• galata'da yeni açılmış bir cafedir. olayı kahveyi hem harmanlaması, hem çekmesi, hem de içime hazırlamasıdır, dolayısıyla "şehirde taze kahve var"dır gerçekten. miniktir, şirindir, süpper fotoğraflara evsahipliği yapar, şöyle de bakılabilir : http://www.cherrybeancoffees.com/
  • cesur kahveci. ayrıca okuduğum roportaj ve basın bildirilerinden yola çıkarak fazlaca iddialı söylemleri olan cafe/kavurucu. şöyle ki --> http://sehir.ekolay.net/…tay.aspx?pid=-1&hid=668305

    hani bu iddiaların bir kısmının gerçek olmadığını gitmeden evvel de biliyordum (mesela türkiyede bir ilk olma iddiası gibi) ancak gittikten sonra bazı şeyler daha netleşti. ne zaman kavrulmuş olursa olsun "öğütülmüş ve anında tüketilmemiş kahve bayattır" diyerek başlıyorum.

    a) daha girişte sizi --açıkta duran-- içinde kavrulmuş ve kavrulmamış çiğ çekirdek kahvelerin olduğu çuvallar karşılıyor.

    b) dükkan içindeki kavrulmuş kahveler silindirik cam haznelerin içerisinde sergileniyor, yani ışığa ve oksijene maruz kalıyorlar. benim artık bağrına bağrına söylediğim taze kahve kriterlerine tekrar bir geri dönüş yapacak olursak --> kahve kavrulduğu günden başlayarak maksimum 15 ila 21 gün süre ile taze kalır, bu da ancak tek yön valfli, çekirdeklerin dışarı gaz salımı yapmasına izin veren ısı, ışık, nem ve havayı içeri almayan paketlerde saklandığında mümkündür. ve bu kriterlere sahip kahve ancak ve ancak içileceği zaman çekildiğinde taze olarak adlandırılabilir. ayrıca bu işletme ile ilgili roportajlarda sıklıkla tekrarlanan "kahve öğütme sanatı" ne allahınızı severseniz? her yeni dükkan açılışında yeni bir sanat dalı uydurmayalım lütfen.
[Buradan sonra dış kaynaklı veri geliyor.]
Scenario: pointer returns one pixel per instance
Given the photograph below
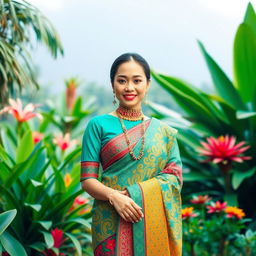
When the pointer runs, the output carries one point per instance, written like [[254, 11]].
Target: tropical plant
[[52, 216], [18, 19], [229, 112], [214, 228]]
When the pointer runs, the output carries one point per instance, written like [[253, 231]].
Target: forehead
[[130, 68]]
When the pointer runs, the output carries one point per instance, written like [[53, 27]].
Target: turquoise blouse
[[98, 132]]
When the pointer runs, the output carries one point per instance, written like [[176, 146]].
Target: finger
[[135, 214], [123, 217], [138, 209], [127, 216]]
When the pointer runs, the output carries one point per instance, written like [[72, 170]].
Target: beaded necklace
[[127, 139]]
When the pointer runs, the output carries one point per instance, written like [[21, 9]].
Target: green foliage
[[33, 181], [212, 234], [18, 19], [230, 111]]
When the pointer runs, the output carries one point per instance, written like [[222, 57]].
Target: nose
[[129, 86]]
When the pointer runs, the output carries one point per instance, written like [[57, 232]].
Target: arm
[[91, 146]]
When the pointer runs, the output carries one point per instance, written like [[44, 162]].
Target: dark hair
[[129, 57]]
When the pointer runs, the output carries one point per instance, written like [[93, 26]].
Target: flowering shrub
[[40, 179], [214, 229]]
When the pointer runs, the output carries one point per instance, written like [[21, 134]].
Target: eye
[[137, 81], [121, 81]]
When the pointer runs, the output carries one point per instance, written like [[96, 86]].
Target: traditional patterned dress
[[154, 182]]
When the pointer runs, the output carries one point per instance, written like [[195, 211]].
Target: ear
[[148, 85]]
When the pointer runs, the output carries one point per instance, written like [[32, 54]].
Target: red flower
[[50, 252], [188, 213], [223, 150], [57, 235], [71, 85], [216, 207], [37, 136], [234, 212], [111, 243], [20, 114], [200, 199], [64, 142], [79, 200]]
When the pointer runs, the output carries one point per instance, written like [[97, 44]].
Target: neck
[[129, 113]]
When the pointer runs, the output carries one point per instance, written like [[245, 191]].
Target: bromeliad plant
[[231, 112], [52, 218], [68, 111], [214, 228]]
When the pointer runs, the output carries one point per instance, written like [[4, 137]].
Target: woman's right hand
[[126, 207]]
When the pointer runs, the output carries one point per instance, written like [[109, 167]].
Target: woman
[[137, 203]]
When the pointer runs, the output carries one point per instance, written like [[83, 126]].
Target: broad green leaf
[[48, 239], [231, 199], [22, 167], [36, 207], [244, 114], [81, 221], [8, 145], [76, 243], [250, 17], [6, 218], [36, 183], [12, 245], [245, 63], [5, 172], [223, 85], [197, 111], [39, 246], [196, 176], [25, 147], [46, 224], [238, 177]]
    c) aromalı kahve satışları da var (bkz: aromalı kahve/@kahvedelisi)

    d) girişteki çekirdeklerin yeşil hallerine baktım, birisinin üzerinde india yazmaktaydı, onu imdat olarak değiştirmekte fayda görüyorum. hatta daha fazla o şekilde açıkta durursa "çöp" olarak da değiştirilebilir o yazı. yeşil çekirdeğin de ömrü kısadır, tazelik sınırı --orjine göre-- 1 sene ila 3 ay arasında değişir. super saklama koşullarında 1,5 ila 2 seneye uzatılabilir o süre ama o zaman da kavrulduğunda tatsal açıdan büyük kayba uğramış olur.

    e) bu ülkede kahvenin sorunu yeteri kadar kavurucu yada kavurma aleti olmaması değil, takdir edersiniz ki dünyanın en büyük kavurma makinesi üreticilerinden bazıları türkiyeden çıkma. bazı kuruyemişçilerde bile küçük boy kahve kavurma makineleri bulmak mümkün. sorun kötü kalite kahve kullanılıyor olması ve kahvenin son tüketiciye taze olarak ulaştırılamıyor olması. dükkanda gördüğüm düzenek ve daha sonra işletmecilerin dükkanda olmaması nedeni ile ertesi gün benim ardımdan inatla yeniden gidip orda bir kahve içen asistanım merova'nın da telefondan aktardığına göre kendileri kahvenin orda kavruluyor olmasının tek tazelik kriteri olduğunu düşünmekte görünüyor (ki aslında kendisi özetle "abi haklıymışsın ordan bu şekilde bir şey olmaz, bana kahve diye sade süt verdiler" demiştir) dediğim gibi, bu ülkede sorun bu değil ve en başta dediğim gibi "türkiyede bir ilk" söylemi çok iddialı ve bunun yalan olduğunu kurukahveci bilmemne efendileri bilen herkes bilir. misal mehmet efendi de eğer dükkanına giderseniz yerinde kavuruyor, "öğütme sanatı" ile öğütüyor, paketleyip millete ulaştırıyor.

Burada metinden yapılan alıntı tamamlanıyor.